Two weeks in sunny Italy at the government's expense is, of course, Detective Sergeant Lewis' own vision of a spike in the head. Morse's working-class assistant only wants to get the job over with so that he can return home to his family and his son's sports day at school.
Morse, to Lewis' constant irritation, wants to visit beer emporiums, gaze on ancient manuscripts in museums and, most of all, witness the comeback of a glamorous opera star in Verona.
Not an irritant has been left unturned in tonight's episode, titled "Death of the Self," as Morse meets up again with a con man he once put away for fraud. Played somewhere between sly and wicked by Michael Kitchen (last seen as Prince Charles in "To Play the King"), the new-age guru pushes all of Morse's buttons. You can feel Morse count to 10 whenever he's in the man's company.
Of course, it wouldn't be Morse without the inspector losing his heart at first sight to an entirely inappropriate woman. Tonight, it's the opera singer who is being treated for her nerves at the new-age center. The emotionally maimed, melancholy Morse get positively all Keats-Wordsworth-Shelley-and-Byroned-out over the operatic damsel who's been distressed.
This is a wonderful two hours of television. The mystery seems particularly intricate, and all the suspects have two or three layers to them.
Lewis does computer runs and file searches with the help of the Italian police. Morse takes in arias and the Italian countryside just as there's a second corpse to deal with.

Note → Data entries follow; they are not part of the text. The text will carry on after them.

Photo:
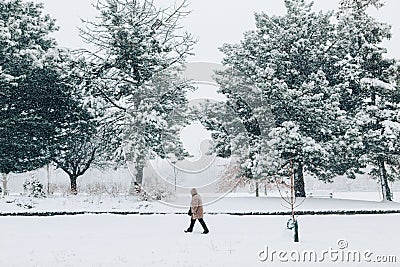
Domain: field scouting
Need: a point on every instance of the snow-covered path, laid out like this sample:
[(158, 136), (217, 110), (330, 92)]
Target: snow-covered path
[(158, 240)]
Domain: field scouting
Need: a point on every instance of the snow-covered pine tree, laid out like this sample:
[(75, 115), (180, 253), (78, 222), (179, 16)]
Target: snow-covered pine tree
[(286, 63), (88, 141), (35, 104), (137, 64), (370, 94)]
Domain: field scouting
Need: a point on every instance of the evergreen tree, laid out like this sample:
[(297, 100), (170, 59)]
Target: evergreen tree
[(35, 104), (137, 67), (370, 94), (287, 63)]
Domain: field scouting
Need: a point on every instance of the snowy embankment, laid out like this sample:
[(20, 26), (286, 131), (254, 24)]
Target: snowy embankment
[(158, 240), (214, 204)]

In all of this death, danger and sleuthing, viewers will see only one spot of blood, and that belongs to Morse himself, as somebody conks him over the head with what one suspects is probably a fine piece of Italian glass -- or, maybe, an ale bottle. There are no guns, rifles, car chases or knives. We don't even see the spike that did the nasty piece of business in the opening frames. The sharpest instruments here are the writers' and actors' wits.
With John Thaw as Morse, Kevin Whately as Lewis and the very same writers and producers who started the series eight seasons ago in Britain, the "Inspector Morse" series has been one of the few constant sources of quality on television.
Now the bad news. There will be two more episodes of Morse airing across the next four Thursday night installments on
"Mystery." After that, there are no more. Thaw says he might make one final Morse, which would air sometime around next Christmas on PBS. But, at this point, it's only a maybe, according to Rebecca Eaton, the executive producer of "Mystery!"
My advice: Seize the VCR, set it on record and savor these final episodes of Morse.